— «Унизительно» — нет, не в любом! И «уродливо» — не...
— Вам всё не дают покоя напудренные букольки? А под пудрой-то — всё равно запах старости, запах мочи и катетер — и не работают ни «права» ваши, ни ваше «достоинство», ни «красота» — в вашем понятии о красоте, ни «любовь» — в вашем понятии о любви: «как можно любить Достоевского?» Да, конечно: можно любить только сладкую булочку — если путать «любить» с «наслаждаться», с «употреблять»... только ведь любое животное будет любить, где тепло и фертильная самка: что в этом — я уж не говорю «божественного» — что в этом человечного? Какая в этом заслуга? Какая победа? Человечное начинается, когда... Может, брак для того и придуман, чтобы люди вместе старели, заболевали, делались некрасивыми! Чтобы из этого постепенно — хоть к одному человеку! — рождалось не потребление, или взаимное потребление — а настоящая жертвенная любовь: когда не сильные, молодые, здоровые и красивые — а когда муж немощный и больной, когда жена старая и некрасивая —
— Сядьте, мачики, — с неприязнью сказала Анна. — Федя, сядьте. Чего вы орёте?

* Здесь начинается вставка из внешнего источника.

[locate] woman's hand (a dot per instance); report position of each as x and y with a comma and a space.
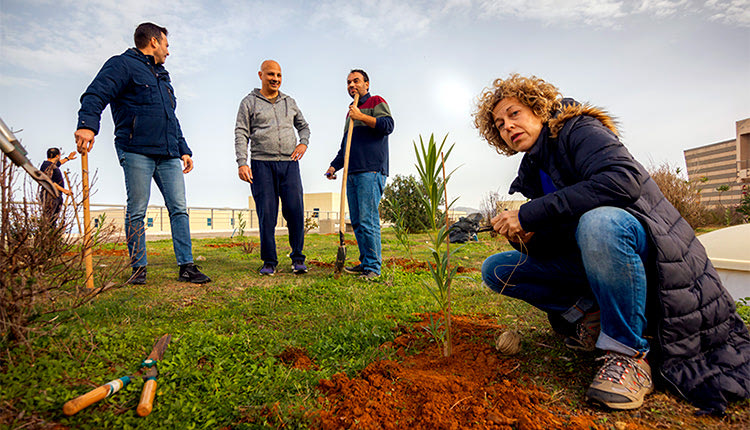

— И точно так же — народ! — не унимался Федя. — Да, такой нам попался отец, муж, жена, близкий родственник: вот такой, да — больной, изувеченный, пьющий, пьяный, с катетером, от него плохо пахнет — что сделаем? Скажем «фу, от тебя плохо пахнет»? «Ты пьяный»? Он пьяный, потому что лекарства не помогают — или они недоступны, он их название не понимает, а водка дешёвая — ну? что? плюнем в него? посмеёмся? скажем, что он похож на животное?..

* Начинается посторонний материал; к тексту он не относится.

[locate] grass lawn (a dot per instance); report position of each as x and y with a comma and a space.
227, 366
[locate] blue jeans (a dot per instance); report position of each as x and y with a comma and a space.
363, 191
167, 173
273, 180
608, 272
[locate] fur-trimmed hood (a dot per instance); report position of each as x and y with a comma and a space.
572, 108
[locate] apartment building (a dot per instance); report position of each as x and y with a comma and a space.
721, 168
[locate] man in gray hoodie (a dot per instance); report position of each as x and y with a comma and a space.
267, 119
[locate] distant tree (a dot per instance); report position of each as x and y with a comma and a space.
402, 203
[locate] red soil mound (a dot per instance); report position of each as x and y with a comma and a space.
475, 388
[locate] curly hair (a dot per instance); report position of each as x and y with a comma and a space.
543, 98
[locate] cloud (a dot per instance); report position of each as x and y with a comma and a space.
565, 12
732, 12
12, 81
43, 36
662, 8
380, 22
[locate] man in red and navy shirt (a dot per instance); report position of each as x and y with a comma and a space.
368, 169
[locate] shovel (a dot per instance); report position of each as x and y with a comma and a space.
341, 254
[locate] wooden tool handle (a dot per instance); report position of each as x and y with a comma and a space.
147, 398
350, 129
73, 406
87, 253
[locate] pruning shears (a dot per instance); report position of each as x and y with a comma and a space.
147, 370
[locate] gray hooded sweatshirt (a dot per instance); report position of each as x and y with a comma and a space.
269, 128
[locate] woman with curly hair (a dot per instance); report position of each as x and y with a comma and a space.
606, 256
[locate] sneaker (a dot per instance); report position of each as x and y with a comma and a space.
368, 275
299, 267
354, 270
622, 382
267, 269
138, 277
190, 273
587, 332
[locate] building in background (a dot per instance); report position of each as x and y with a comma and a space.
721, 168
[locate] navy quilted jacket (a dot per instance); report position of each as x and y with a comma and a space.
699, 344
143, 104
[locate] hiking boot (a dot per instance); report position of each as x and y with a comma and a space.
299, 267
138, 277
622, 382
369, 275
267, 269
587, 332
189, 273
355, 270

— Какое-то бесконечное извращение... — пробормотал, передёргиваясь, Белявский.
— Мне на-до-е-ло... — пропела Анна. — Мне всё это — уже очень давно — на-до-е-ло...
— А вы не думали никогда, что «не-красота», может быть, нам дана для под в... нет, «для подвига» — слишком сильное слово: для усилия, преодоления -
— Обождите! — нашёлся Белявский, — то-то, чувствую же, не вяжется: то у вас «богоносец», то пьяный-вонючий - с катетером...
— Что вы вперились в этот катетер, тьфу! — плюнула Анна.
— Не знаю, спроси его, что он вперился. Ну так, может, как-нибудь определитесь? А то что-то концы не сходятся. В ваших прочувствованных речах. Какой-то у вас обо..анный богоносец, ха-ха...
— Была, — сказал Федя своим новым «тихим» голосом, думая, как и прежде, о Лёле, но ни к кому особенно не обращаясь, — была такая картина в двадцатых годах, «Коммунист»: великан с красным флагом шагает через дома...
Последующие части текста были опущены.